A retired surgeon says Rakan KKM incentivises medical staff to prioritise paying patients. But without hiring more staff, the existing workforce may not be able to cope with additional work and cramped wards for paying patients who expect better service.

The recent Ministry of Health (MOH) implementation of several new plans is rather intriguing, especially with regard to Rakan KKM and gazetted specialists’ allowances.

I think we are not addressing the elephant in the room. The main issue is increasing the number of medical staff in tandem with the highly demanding work required in the medical field. The issues of pay upgrades and technological advancements, which are required for the current trend of treatments, must also be addressed.

However, the MOH is barking up the wrong tree again. 

The Rakan KKM programme will definitely make the medical staff focus on paying patients. rather than non-paying patients, since there is a reward in return. This is the main reason why so many doctors are leaving for the private sector, namely, the lucrative pay.

Does the MOH plan to build new private wings and employ more staff? Are they recruiting more workforce to ensure appropriate services can be provided?

Otherwise, the current cohort of workers may not be able to cope with additional work and cramped wards, and still cater to any added paying patients, who would certainly prefer better service for their payments.

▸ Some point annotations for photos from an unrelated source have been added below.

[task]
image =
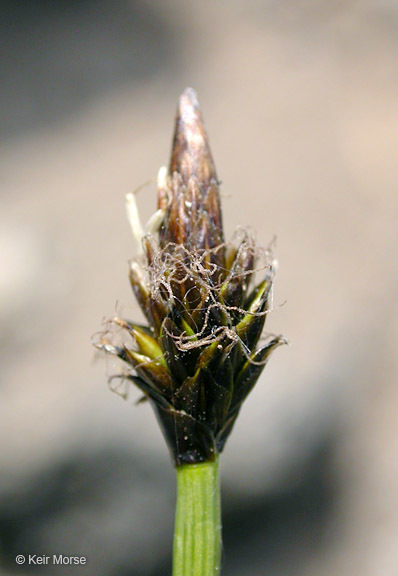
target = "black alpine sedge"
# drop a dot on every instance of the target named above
(200, 355)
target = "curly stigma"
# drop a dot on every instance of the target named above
(200, 354)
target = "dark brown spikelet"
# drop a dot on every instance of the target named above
(199, 356)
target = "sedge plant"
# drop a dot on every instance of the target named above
(202, 349)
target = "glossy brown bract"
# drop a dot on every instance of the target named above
(199, 356)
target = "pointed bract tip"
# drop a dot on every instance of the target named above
(191, 154)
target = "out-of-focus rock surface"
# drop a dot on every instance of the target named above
(299, 100)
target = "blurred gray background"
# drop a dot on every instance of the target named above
(300, 103)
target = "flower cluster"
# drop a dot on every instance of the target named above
(199, 356)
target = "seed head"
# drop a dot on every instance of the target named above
(199, 356)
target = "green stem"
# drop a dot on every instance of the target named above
(197, 536)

So, does it actually solve the problem, or instead, make it worse?

The second issue is regarding the payment of allowances for gazetted specialists. It appears as though we are rebranding what used to exist, the difference is that the payment is now given on the commencement of gazettement, while previously, payments were backdated. There is no extra allowance given to gazetted specialists. 

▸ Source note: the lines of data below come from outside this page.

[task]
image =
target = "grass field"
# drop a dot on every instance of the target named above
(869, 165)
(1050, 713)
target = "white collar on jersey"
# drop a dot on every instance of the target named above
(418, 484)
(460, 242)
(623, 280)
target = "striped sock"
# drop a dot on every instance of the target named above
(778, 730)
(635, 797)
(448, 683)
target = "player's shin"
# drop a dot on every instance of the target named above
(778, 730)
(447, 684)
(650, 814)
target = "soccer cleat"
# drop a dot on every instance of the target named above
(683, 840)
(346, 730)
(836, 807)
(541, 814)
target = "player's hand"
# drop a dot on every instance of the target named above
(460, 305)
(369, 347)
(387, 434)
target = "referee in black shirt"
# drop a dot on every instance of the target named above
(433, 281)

I really wonder what the thought process is behind all these new implementations, which are recycled old ideas that do not solve the current dilemmas, raising more queries instead.

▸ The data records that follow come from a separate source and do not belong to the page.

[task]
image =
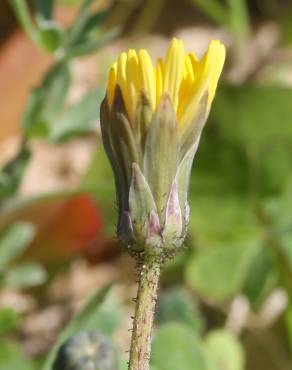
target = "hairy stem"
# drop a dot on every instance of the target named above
(144, 315)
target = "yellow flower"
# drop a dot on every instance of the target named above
(185, 78)
(151, 122)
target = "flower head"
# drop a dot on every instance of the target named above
(151, 121)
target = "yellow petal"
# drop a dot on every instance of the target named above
(174, 70)
(112, 80)
(207, 74)
(147, 76)
(159, 80)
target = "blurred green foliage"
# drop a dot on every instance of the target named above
(240, 234)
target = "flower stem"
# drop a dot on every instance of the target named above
(144, 315)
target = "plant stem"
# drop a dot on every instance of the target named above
(144, 315)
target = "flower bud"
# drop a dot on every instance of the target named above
(151, 121)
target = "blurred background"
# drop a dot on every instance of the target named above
(226, 302)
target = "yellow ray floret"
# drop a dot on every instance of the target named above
(185, 78)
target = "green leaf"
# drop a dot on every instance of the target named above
(256, 113)
(50, 35)
(12, 358)
(220, 272)
(177, 347)
(101, 313)
(224, 350)
(177, 304)
(44, 8)
(262, 277)
(91, 45)
(25, 275)
(11, 174)
(80, 118)
(85, 22)
(9, 320)
(99, 177)
(46, 102)
(13, 241)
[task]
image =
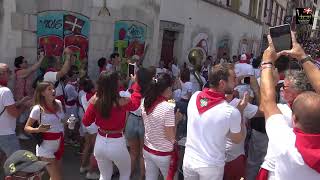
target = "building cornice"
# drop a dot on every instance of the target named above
(234, 11)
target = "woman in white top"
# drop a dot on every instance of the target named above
(160, 127)
(134, 130)
(48, 112)
(90, 133)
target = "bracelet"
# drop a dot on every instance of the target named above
(308, 58)
(266, 66)
(264, 63)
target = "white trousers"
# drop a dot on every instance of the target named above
(190, 172)
(153, 163)
(108, 150)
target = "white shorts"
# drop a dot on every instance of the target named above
(92, 129)
(47, 148)
(23, 117)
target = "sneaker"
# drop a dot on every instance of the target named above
(83, 169)
(23, 137)
(93, 175)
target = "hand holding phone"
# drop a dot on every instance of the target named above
(131, 69)
(281, 37)
(44, 127)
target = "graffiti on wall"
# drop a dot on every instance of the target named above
(57, 30)
(129, 38)
(201, 41)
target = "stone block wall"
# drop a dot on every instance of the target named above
(19, 25)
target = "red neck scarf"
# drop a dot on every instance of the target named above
(16, 70)
(89, 95)
(50, 110)
(207, 99)
(308, 146)
(243, 61)
(159, 100)
(3, 83)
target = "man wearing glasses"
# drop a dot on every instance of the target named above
(24, 165)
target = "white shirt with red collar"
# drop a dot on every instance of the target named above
(233, 150)
(207, 133)
(290, 163)
(269, 160)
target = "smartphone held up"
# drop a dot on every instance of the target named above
(131, 69)
(281, 37)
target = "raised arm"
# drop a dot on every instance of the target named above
(135, 100)
(309, 67)
(267, 89)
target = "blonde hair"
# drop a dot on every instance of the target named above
(39, 99)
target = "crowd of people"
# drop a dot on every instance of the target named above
(244, 118)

I think we should take the bull by the horns and focus on increasing manpower and offer payments that are attractive, in order to retain and gather more health care workers. Otherwise, more will be ever ready to leave for better opportunities.

A dynamic task force that can come up with workable ideas should be formed to sort out this critical issue as soon as possible before things get out of hand.

Dr Nagarajan T. Vellasamy is a retired consultant general surgeon. 

  • This is the personal opinion of the writer or publication and does not necessarily represent the views of CodeBlue.